WATER RESOURCES RESEARCH GRANT PROPOSAL
Project ID: 2004WA76B
Title: Three-dimensional Characterization of Riverbed Hydraulic Conductivity and Its Relation to Salmonid Habitat Quality
Project Type: Research
Focus Categories: Ecology, Surface Water, Groundwater
Keywords: Salmonid, Habitat Quality, Touchet River, Hydraulic Conductivity, Slug Test, Geostatistical Analysis, MODFLOW
Start Date: 03/01/2004
End Date: 02/28/2005
Federal Funds: $24,000
Non-Federal Matching Funds: $48,147
Congressional District: Washington, 5th
Timothy P. Hanrahan
Pacific Northwest National Laboratory
The health and viability of fish stocks in the Pacific Northwest have long been a critical issue. The recent listing of salmon species as threatened or endangered by the National Marine Fisheries Service signifies the urgent need for fish habitat protection and restoration. Studies have overwhelmingly indicated the degradation of natural salmon habitat due to excess sedimentation from agricultural lands. Many streams and rivers in the Pacific Northwest have been included on the 303(d) list for sedimentation. It is well established that the hydraulic properties of the riverbed can directly affect salmon habitat quality. The spatial variability of saturated hydraulic conductivity plays a major role in subsurface water flow and solute transport. Yet in most hydrological studies, the streambed is commonly represented as a layer of uniform thickness and low permeability.

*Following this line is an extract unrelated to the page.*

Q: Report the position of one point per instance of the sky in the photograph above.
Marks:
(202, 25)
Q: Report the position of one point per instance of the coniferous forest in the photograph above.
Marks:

We propose to develop a three-dimensional characterization of the riverbed hydraulic conductivity in a selected representative reach of the Touchet River in the dryland agricultural area of the Pacific Northwest, and to relate this hydraulic property to habitat quality. The specific objectives are: (1) to conduct a detailed field measurement of the three-dimensional distribution of hydraulic conductivity under the riverbed surface using slug tests; and (2) to perform statistical and spacial analyses of the field-measured hydraulic conductivity and the derived specific discharge data as well as their relationship to salmon habitat quality. The primary product of this study will be a complete, three-dimensional characterization of riverbed hydraulic conductivity in a Pacific Northwest stream. Such characterization contributes to a better understanding of the natural heterogeneity of the riverbed and surface water and ground water interactions in this region. The secondary product of the study is the evaluation of salmon habitat quality in a dryland reach typically found in the Touchet River watershed in the Lower Columbia River Basin. This research serves as pilot study which uses detailed field measurements of riverbed hydraulic conductivity to evaluate salmon habitat quality.